Selanjutnya, pada instrumen dengan 7 (tujuh) standar hanya nilai akreditasi yang digunakan sebagai patokan, namun berbeda halnya dengan IAPS 4.0 yang menggunakan skema syarat perlu dan nilai akreditasi sebagai patokan dalam memperoleh status akreditasi dan juga pemeringkatan.
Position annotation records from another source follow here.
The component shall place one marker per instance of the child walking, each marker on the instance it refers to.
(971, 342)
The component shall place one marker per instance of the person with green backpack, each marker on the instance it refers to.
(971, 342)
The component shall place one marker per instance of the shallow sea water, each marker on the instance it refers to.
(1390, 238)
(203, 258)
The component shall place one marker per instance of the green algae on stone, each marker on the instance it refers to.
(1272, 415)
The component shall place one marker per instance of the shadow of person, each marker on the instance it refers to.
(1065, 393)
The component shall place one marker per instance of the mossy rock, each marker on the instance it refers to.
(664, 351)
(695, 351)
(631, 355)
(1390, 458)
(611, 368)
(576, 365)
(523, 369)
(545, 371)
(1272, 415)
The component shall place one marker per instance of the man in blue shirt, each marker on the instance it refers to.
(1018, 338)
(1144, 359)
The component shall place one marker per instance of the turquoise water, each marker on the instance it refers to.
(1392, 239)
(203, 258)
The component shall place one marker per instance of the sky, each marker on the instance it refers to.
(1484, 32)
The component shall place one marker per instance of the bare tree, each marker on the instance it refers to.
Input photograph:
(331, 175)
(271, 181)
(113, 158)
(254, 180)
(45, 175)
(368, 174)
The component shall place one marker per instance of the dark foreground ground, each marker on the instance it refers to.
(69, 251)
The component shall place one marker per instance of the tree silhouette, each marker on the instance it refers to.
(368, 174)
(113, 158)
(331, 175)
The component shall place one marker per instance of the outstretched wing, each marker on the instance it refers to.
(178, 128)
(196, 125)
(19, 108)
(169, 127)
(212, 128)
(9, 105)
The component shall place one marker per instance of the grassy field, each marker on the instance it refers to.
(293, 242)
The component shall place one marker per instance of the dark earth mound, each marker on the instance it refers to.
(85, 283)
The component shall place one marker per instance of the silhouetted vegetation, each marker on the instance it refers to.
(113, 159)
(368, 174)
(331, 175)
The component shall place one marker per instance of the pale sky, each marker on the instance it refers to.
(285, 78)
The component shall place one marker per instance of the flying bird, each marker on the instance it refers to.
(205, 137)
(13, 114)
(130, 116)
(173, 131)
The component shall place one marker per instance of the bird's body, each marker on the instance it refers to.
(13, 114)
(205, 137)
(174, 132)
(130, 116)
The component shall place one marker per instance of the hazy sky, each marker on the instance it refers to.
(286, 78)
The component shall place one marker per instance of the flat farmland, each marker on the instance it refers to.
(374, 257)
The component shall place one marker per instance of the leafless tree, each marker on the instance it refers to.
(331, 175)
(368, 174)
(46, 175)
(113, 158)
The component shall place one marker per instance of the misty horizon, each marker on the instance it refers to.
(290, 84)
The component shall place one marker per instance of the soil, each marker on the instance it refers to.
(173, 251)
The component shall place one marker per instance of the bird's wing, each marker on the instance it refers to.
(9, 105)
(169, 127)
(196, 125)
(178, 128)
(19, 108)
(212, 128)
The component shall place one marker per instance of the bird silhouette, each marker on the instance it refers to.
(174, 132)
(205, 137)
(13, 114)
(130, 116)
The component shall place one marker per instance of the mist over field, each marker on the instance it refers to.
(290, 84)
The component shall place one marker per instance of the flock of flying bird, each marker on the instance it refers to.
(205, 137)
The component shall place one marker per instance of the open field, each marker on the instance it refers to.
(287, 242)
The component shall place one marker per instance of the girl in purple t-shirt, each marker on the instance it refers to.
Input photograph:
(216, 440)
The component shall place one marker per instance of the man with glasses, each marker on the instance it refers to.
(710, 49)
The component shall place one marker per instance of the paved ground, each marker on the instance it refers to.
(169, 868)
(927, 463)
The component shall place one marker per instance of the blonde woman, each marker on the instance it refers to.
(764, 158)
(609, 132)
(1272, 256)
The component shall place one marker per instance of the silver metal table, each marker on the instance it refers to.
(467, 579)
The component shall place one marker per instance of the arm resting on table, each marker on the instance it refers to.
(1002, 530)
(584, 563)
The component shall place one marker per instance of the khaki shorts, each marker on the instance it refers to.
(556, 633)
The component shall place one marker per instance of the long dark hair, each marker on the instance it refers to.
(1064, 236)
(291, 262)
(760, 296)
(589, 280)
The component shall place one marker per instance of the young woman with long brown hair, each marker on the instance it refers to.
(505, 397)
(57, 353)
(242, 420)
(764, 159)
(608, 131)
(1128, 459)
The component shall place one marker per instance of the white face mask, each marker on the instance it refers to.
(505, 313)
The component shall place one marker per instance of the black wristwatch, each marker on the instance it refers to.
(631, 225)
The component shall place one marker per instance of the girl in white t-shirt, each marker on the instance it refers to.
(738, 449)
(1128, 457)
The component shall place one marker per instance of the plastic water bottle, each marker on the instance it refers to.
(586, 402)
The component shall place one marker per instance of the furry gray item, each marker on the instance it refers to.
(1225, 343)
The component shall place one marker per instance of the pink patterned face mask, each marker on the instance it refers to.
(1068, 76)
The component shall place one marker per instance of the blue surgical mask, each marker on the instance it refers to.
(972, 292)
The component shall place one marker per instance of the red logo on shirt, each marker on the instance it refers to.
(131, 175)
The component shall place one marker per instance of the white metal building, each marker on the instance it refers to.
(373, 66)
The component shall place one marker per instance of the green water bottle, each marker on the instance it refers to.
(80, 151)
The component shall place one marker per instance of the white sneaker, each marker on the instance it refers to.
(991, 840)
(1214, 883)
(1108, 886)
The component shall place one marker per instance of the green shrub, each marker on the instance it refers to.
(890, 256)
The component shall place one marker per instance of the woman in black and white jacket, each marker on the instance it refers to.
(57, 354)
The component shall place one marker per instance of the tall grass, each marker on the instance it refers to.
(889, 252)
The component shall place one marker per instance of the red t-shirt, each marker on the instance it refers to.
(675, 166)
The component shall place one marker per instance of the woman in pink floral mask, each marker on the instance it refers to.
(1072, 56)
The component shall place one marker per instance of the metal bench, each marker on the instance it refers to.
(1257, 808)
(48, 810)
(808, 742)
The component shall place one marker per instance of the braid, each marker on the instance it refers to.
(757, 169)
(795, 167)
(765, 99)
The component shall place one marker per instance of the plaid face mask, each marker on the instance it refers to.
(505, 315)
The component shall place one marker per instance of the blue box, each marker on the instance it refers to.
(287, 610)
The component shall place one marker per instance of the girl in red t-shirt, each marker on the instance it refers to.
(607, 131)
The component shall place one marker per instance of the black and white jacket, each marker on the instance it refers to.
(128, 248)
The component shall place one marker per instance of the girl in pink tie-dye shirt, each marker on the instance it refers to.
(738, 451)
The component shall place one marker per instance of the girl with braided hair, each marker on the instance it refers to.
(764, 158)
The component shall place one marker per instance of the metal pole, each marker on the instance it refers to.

Seperti apa skema ini digunakan, tampak pada tabel yang bersumber dari Pedoman Penilaian IAPS 4.0 berikut.
Keterangan:
V = memenuhi syarat perlu sesuai kepala kolom
X = tidak memenuhi syarat perlu sesuai kepala kolom
Lalu apa saja syarat perlu yang dimaksudkan dalam Pedoman Penilaian IAPS 4.0? Kita akan coba kupas satu persatu apa saja isi dari ketiga syarat perlu di atas.
Syarat Perlu Akreditasi
Poin satu yang menjadi syarat perlu adalah “Skor butir penilaian Penjaminan Mutu (keterlaksanaan Sistem Penjaminan Mutu Internal, akademik dan non akademik) ”. Bagian ini ada pada bagian penilaian “C.2.7. Penjaminan Mutu” sesuai matriks penilaian IAPS 4.0.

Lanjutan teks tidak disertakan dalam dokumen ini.